Comecei a ler este livro porque encontrei ele perdido no armário, e eu não tinha mais nada para ler. A história em si não tem nada de extraordinário. Fala, basicamente, sobre a busca humana de um sentido da vida, mas sem o apelo “hipponga que quer te converter” que este tipo de livro costuma ter (como foi publicado em 1922, foi bem antes desse tipo de assunto virar moda). O livro narra a história de Sidarta, um jovem contemporâneo do Buda. Sidarta é educado desde criança para uma vida de brâmane (espécie de sacerdote  hindu) estudioso, mas acaba seguindo outros caminhos por acreditar que não encontrará as respostas que deseja da forma como vive. Nessa busca, ele deixa sua terra para viver como um ermitão, porém, mais tarde abandona a meditação e o jejum para se entregar aos pecados da vida de um homem comum. Vive assim por muitos anos, até perceber que nada ali o completa. Então, novamente abandona tudo para tentar alcançar as respostas que deseja. Na velhice, finalmente chega ao seu “Nirvana”.

Apesar da história hoje soar meio clichê, acredito que na época de publicação deva ter sido grande novidade, pois poucas pessoas conheciam e tinham contato com a cultura indiana. O autor do livro, o alemão Hermann Hesse (ganhador de um prêmio Nobel de literatura em 1946), foi para a Índia, desacreditado que estava da cultura ocidental. Assim pôde ter embasamento para escrever esta obra.

Deixo aqui algumas passagens que achei interessantes, e que para mim foram as melhores partes do livro.

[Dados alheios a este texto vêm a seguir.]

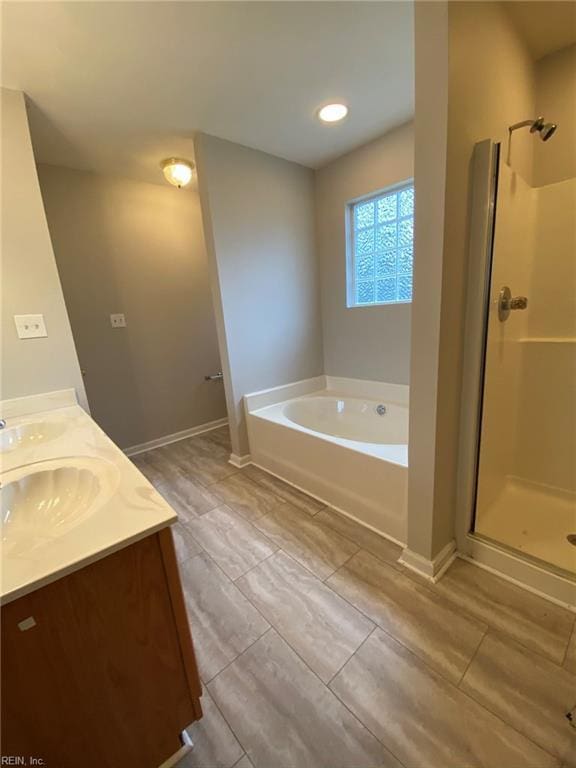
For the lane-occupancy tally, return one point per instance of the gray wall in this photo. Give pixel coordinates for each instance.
(259, 222)
(126, 246)
(30, 281)
(360, 342)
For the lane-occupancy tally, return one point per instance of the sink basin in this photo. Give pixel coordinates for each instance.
(45, 500)
(29, 435)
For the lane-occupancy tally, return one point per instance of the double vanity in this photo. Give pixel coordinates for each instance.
(98, 666)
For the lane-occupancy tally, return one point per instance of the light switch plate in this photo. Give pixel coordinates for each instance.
(118, 321)
(30, 326)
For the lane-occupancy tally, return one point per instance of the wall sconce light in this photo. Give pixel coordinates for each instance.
(176, 171)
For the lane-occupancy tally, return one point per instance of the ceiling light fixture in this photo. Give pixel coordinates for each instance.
(333, 113)
(176, 171)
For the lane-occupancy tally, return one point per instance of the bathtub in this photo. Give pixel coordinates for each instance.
(337, 444)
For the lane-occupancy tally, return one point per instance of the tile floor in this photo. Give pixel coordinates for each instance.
(317, 649)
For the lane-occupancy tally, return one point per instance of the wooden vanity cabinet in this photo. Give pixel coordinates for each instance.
(98, 668)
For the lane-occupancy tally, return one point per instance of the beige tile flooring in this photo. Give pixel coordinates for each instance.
(316, 648)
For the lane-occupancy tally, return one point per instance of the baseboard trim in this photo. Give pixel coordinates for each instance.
(175, 437)
(240, 461)
(432, 570)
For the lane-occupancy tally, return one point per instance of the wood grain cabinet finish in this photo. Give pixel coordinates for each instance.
(106, 677)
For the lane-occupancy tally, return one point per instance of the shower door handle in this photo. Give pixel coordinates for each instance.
(507, 303)
(518, 302)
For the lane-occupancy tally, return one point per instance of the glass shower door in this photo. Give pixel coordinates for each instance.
(526, 484)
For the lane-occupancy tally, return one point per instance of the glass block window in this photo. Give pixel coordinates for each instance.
(381, 248)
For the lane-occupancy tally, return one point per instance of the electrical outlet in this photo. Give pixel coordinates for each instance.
(118, 321)
(30, 326)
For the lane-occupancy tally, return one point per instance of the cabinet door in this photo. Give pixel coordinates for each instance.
(99, 680)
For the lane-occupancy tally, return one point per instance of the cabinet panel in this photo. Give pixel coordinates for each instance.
(100, 679)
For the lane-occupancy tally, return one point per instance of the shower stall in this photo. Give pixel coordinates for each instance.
(517, 479)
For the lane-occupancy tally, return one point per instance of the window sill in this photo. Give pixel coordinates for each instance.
(379, 304)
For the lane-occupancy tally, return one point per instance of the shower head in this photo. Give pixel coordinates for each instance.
(544, 130)
(547, 131)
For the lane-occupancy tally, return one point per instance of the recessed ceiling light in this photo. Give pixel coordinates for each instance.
(333, 113)
(177, 172)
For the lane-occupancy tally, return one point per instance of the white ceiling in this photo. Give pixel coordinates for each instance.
(117, 86)
(545, 25)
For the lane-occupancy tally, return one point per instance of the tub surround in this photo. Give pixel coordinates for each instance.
(126, 509)
(363, 478)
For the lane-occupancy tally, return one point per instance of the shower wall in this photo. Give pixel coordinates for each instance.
(529, 418)
(526, 481)
(546, 409)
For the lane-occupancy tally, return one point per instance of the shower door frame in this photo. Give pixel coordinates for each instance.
(488, 554)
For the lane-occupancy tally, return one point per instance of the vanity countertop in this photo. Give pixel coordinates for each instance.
(118, 505)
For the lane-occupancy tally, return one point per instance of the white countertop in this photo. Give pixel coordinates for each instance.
(129, 509)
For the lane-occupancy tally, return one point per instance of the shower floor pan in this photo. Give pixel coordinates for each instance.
(534, 519)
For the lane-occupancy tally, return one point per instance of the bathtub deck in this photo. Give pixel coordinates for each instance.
(316, 648)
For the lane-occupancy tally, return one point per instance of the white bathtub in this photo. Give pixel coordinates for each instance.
(333, 444)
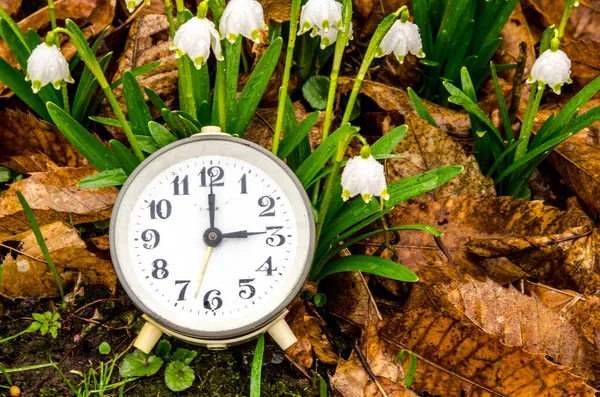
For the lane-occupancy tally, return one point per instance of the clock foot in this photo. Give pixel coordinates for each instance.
(282, 334)
(148, 338)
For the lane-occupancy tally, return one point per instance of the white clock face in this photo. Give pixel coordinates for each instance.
(212, 238)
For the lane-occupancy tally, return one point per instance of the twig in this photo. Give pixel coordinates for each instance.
(365, 364)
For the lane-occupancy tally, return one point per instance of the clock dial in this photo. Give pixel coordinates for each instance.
(213, 243)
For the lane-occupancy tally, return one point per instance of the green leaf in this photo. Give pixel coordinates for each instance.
(115, 177)
(139, 364)
(316, 90)
(294, 137)
(124, 156)
(87, 144)
(17, 84)
(179, 376)
(253, 91)
(138, 111)
(368, 264)
(104, 348)
(256, 373)
(160, 134)
(315, 162)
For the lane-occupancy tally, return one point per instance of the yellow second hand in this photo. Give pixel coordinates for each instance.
(206, 257)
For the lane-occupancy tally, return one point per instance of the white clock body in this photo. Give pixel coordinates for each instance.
(263, 237)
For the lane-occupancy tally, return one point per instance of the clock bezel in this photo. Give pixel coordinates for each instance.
(233, 332)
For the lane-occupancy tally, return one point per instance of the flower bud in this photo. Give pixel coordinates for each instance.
(46, 65)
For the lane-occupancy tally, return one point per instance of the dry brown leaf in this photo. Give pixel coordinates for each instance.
(520, 320)
(35, 136)
(311, 338)
(28, 275)
(457, 360)
(352, 380)
(389, 98)
(427, 148)
(54, 196)
(510, 239)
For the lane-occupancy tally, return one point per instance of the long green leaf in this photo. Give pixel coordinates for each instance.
(369, 264)
(87, 144)
(253, 91)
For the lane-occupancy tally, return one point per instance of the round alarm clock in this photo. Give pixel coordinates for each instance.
(212, 237)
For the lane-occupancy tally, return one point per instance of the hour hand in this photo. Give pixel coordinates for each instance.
(242, 234)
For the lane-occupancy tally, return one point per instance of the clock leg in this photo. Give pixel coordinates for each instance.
(282, 334)
(148, 338)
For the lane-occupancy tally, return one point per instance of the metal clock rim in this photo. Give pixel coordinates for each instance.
(236, 332)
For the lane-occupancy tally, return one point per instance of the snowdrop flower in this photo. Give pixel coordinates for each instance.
(401, 39)
(195, 38)
(552, 68)
(365, 176)
(320, 15)
(245, 17)
(132, 4)
(329, 38)
(46, 65)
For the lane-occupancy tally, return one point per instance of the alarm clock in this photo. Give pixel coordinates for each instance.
(212, 237)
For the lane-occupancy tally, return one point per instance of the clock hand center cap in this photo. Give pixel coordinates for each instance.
(213, 237)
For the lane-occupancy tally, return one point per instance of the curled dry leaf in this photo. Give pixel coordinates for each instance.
(352, 380)
(28, 275)
(520, 320)
(35, 136)
(389, 98)
(502, 238)
(54, 196)
(458, 360)
(311, 338)
(427, 148)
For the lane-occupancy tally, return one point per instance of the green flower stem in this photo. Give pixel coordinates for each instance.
(340, 47)
(532, 107)
(286, 74)
(332, 178)
(25, 331)
(372, 50)
(90, 60)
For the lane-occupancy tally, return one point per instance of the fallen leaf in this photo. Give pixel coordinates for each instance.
(311, 338)
(522, 321)
(389, 98)
(426, 148)
(35, 136)
(54, 196)
(458, 360)
(28, 276)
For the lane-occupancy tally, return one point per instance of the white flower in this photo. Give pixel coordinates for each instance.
(132, 4)
(320, 15)
(552, 68)
(245, 17)
(401, 39)
(46, 65)
(364, 176)
(329, 38)
(195, 38)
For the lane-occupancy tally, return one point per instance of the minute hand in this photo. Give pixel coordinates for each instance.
(242, 234)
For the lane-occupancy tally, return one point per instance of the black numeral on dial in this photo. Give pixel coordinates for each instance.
(212, 300)
(151, 239)
(215, 174)
(267, 267)
(183, 289)
(247, 290)
(268, 203)
(161, 209)
(181, 187)
(160, 271)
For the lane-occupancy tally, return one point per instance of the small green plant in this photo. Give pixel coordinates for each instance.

“Não me cumpre julgar a vida de outrem. Devo opinar, escolher, rejeitar unicamente no que se refere a mim mesmo. Nós, os samanas, procuramos a redenção do eu(…)” p.51

“Os conhecimentos podem ser transmitidos, mas nunca a sabedoria. Podemos achá-la; podemos vivê-la, podemos consentir em que ela nos norteie; podemos fazer milagres através dela. Mas não nos é dado pronunciá-la e ensiná-la.” p165

“As palavras deturpam sempre o sentido arcano. Todas as coisas alteram-se logo que lhes pronunciamos o nome. Então se tornam levemente falsas e ridículas… (…) Aprovo inteiramente e com o maior prazer o fato de que aquilo que para uma pessoa é um tesouro e uma grande sabedoria representa para os demais homens rematada tolice.” p168

“(…)coisas podem ser amadas. Mas não posso amar palavras. Por isso não me servem as doutrinas. (…) Não têm nada a não ser palavras. Talvez seja esta a razão por que não encontres a paz: o excesso de palavras. ” p.169

Lógico que estes e outros trechos têm muito mais sentido no contexto da história. Por isso, apesar de eu já ter contado muita coisa, vale a pena ler o livro. Tomara que nos faça mais sábios! : )

4 pensamentos sobre “Sidarta – de Hermann Hesse

  1. Ou muito me engano ou Sidarta é o próprio Buda! A história também bate com a da vida dele. Abandonou riquezas mil para descobrir a cura para o sofrimento humano. Eu li um livro de budismo muito legal. Também não visa o proselitismo, mas diz que qualquer um pode ser budista.
    Os princípios do budismo são realmente interessantes e atraentes, neste mundo competitivo e destrutivo que vivemos hoje.
    Se quiser te passo o livro pelo The D!

    • Aceito o livro emprestado sim, Ogro! Pois é neste livro do Sidarta o autor faz uma espécie de crítica ao budismo, porque o personagem título tem o mesmo nome e uma vida muito parecida com a do Buda, mas chega a conclusões diferentes das dele (inclusive, tem uma parte do livro onde o personagem principal discute suas teorias com o Buda em pessoa, e até fala pra ele que não concorda com o que ele diz!). Tapa na cara do Buda!